The film is ostensibly about a man, Johnny, played by Wiseau, and how his relationship with his girlfriend Lisa fails because of her infidelity. This manifests itself in her seducing the clueless Mark, who is supposedly Johnny’s best friend. We know this because he repeatedly tells us. The dialogue here is so bad that it’s a wonder Wiseau can even speak English.

One particularly engrossing scene has him talking to a woman at a flower shop. Though she responds to his hello, she later says that she “didn’t recognize him,” and ends her part of the conversation by saying, “You’re my favorite customer.” For his part, Johnny says hi about seven times, including to a dog. Only his English is so bad that instead of hi it comes out as ‘hai,’ and becomes an instant catch phrase to adopt when greeting one’s friends.

“The Room” is an exercise in recognizing all that can go wrong with a movie. It has continuity errors, meaningless motifs, terribly stiff dialogue and atrocious acting. Story lines are brought up and then never resolved, as in when Denny, the young neighbor Johnny and Lisa look after, gets into trouble with a drug dealer.

The scene that is perhaps most iconic of the film isn’t even its own. Johnny’s epic outcry “You are tearing me apart, Lisa!” is lifted from the iconic James Dean movie “Rebel Without a Cause,” though the lack of any discernible cadence in Wiseau’s voice takes a tragic moment and makes it hilarious.

This movie so bad that Kyle Vogt, the actor who plays Johnny’s friend Peter, quit the film during production, and his lines had to be given to another actor.

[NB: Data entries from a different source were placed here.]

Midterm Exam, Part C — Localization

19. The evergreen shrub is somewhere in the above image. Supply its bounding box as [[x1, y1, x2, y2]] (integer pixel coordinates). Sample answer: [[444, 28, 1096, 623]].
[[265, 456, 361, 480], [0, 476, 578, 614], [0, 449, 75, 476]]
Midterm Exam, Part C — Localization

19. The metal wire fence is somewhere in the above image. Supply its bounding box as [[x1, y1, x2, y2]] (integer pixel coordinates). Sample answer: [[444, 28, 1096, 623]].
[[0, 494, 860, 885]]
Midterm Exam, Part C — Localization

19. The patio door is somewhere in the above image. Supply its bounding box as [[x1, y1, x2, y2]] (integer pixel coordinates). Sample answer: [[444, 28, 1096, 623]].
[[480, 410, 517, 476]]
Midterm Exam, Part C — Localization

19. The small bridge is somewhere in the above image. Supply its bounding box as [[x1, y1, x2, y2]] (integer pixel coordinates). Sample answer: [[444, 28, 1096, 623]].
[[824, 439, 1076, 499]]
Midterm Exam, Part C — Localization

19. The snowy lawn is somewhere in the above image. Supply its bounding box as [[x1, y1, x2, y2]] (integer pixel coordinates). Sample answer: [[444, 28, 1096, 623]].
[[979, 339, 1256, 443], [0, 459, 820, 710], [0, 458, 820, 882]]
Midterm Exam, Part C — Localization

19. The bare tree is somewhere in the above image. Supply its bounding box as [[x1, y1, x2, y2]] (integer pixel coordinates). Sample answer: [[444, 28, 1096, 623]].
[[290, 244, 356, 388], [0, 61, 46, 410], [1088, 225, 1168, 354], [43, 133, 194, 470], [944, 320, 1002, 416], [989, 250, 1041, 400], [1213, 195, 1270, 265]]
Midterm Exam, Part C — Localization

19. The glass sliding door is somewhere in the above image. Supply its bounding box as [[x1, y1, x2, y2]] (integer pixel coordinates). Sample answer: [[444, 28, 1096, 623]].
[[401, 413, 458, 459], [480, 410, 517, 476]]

The most shocking thing, however, is that all of these terrible and poorly thought-out decisions coalesce to create a wholly engrossing movie-going experience. Such an enjoyable experience, indeed, that the film is regularly shown in theaters as the premiere ‘midnight movie.’

Fans have made an event of the showings, dressing up as Johnny, throwing footballs around the theater and yelling “Go! Go! Go!” as the camera does one of its many panning shots of San Francisco. It creates an atmosphere similar to live viewings of “Rocky Horror Picture Show,” only less sexually depraved and way more awkward.

The reason this movie is so enjoyable is because it is so cringe-worthy that there comes a point where the horribleness of it numbs the mind, and the only response left is to laugh. It is an ordeal best experienced with friends, one that will undoubtedly test the limits of your friendship, but one that may, with some luck and a lot of laughs, make it even stronger.